A cento anni dalla nascita, avvenuta il 10 giugno 1907, Modena rende omaggio allo scrittore Antonio Delfini, uno degli autori più originali, eccentrici e incompresi del ‘900. L’appuntamento è per sabato 9 giugno alle 18 nella piazzetta della biblioteca civica di corso Canalgrande 103, che dal novembre 1992 porta il suo nome (informazioni al numero 059 2032940 e nel sito Biblioteche Comune Modena.
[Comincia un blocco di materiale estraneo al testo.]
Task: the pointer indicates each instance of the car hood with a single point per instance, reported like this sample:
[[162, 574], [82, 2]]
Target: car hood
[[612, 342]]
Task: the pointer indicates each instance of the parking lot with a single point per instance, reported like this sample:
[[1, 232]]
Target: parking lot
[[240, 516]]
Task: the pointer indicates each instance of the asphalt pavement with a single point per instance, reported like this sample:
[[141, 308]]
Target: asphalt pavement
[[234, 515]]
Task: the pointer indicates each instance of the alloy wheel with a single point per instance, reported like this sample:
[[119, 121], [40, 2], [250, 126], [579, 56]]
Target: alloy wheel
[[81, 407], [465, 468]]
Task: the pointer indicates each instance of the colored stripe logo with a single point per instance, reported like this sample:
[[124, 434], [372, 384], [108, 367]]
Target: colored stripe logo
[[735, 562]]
L’attore Claudio Ponzana proporrà al pubblico la lettura di pagine scelte dalle opere di Delfini: si spazia da storie tratte dai “Racconti” a brani di “Modena 1831 città della chartreuse”, dalle “Poesie della fine del mondo” a “Note di uno sconosciuto”, da “Misa Bovetti e altre cronache” ai “Diari”.
Ai lettori che prenderanno un libro in prestito, la biblioteca regalerà inoltre un piccolo quaderno con disegni inediti di Stefano Ricci ispirati alle opere di Delfini. Bolognese residente ad Amburgo, docente di Fumetto e grafica contemporanea al Dams di Gorizia e di Disegno all’Università delle arti applicate di Amburgo, Stefano Ricci ha collaborato con numerose riviste italiane e straniere, ha pubblicato libri illustrati e ha lavorato per il teatro. I disegni originali, per concessione della galleria d’arte D406, saranno esposti fino a fine giugno nella Piazzetta della biblioteca. In questo spazio e nella sala della chiesa si potranno ammirare, sempre fino a fine giugno, immagini dalla mostra documentaria curata da Franco Vaccari nel 1983 alla Palazzina dei Giardini di Modena in occasione del ventennale della morte dello scrittore, quando il Servizio biblioteche del Comune promosse il riordino dei manoscritti ritrovati nella villa familiare di Cavezzo (fondo oggi conservato alla Biblioteca Estense), un convegno di studi e una mostra documentaria.

“Più passano gli anni, più la figura di Antonio Delfini scrittore e moralista cresce d’importanza agli occhi dei contemporanei” ha scritto il critico Marco Belpoliti. “Delfini è per molti qualcosa di più di un riferimento. Eppure, se c’è qualcosa di inimitabile, è proprio la scrittura di Delfini, il suo modo tutto particolare di fare letteratura senza farla mai.
Ma prima di questi riconoscimenti, lo scrittore conosce una fortuna editoriale travagliata. Nasce a Modena in una ricca famiglia di proprietari terrieri e, anche se non vi risiede in modo regolare, mantiene un legame profondo con la città natale, di cui racconta mirabilmente ambienti e personaggi.
Non compie studi regolari e la sua formazione autodidatta è legata ad amicizie giovanili come quelle con Ugo Guandalini (il futuro editore Guanda) e Mario Pannunzio. Nel 1931 pubblica “Ritorno in città”, raccolta di brevi prose che lo segnala come autore di originale freschezza. Del 1938 è la prima edizione del suo libro più noto, “Il ricordo della Basca”, ristampato nel 1956 con un'”Introduzione” narrativa giudicata il suo capolavoro. Nel 1940 pubblica uno dei pochi testi del surrealismo italiano, “Il fanalino della Battimonda”.
Nel secondo dopoguerra, Delfini è segnato da vicende molto dolorose. Continua a scrivere, ma il suo sradicamento si acuisce. Nel 1957 esce l’antologia “La Rosina perduta”; nel 1960 la raccolta di prose satiriche “Misa Bovetti e altre cronache”. Seguiranno le “Poesie della fine del mondo” (1961) e “Modena 1831 città della Chartreuse” (1962), ultimo libro pubblicato in vita. Nel 1963 “Il ricordo della Basca”, ripubblicato col titolo “I racconti”, vince il Premio Viareggio. Nel 1982 escono postumi i “Diari”.
Ha scritto Natalia Ginzburg, che di Delfini amava la rapidità vertiginosa e la libertà: i suoi racconti “lasciano la sensazione che la vita sia rapidissima, imprevedibile e ferocemente crudele”.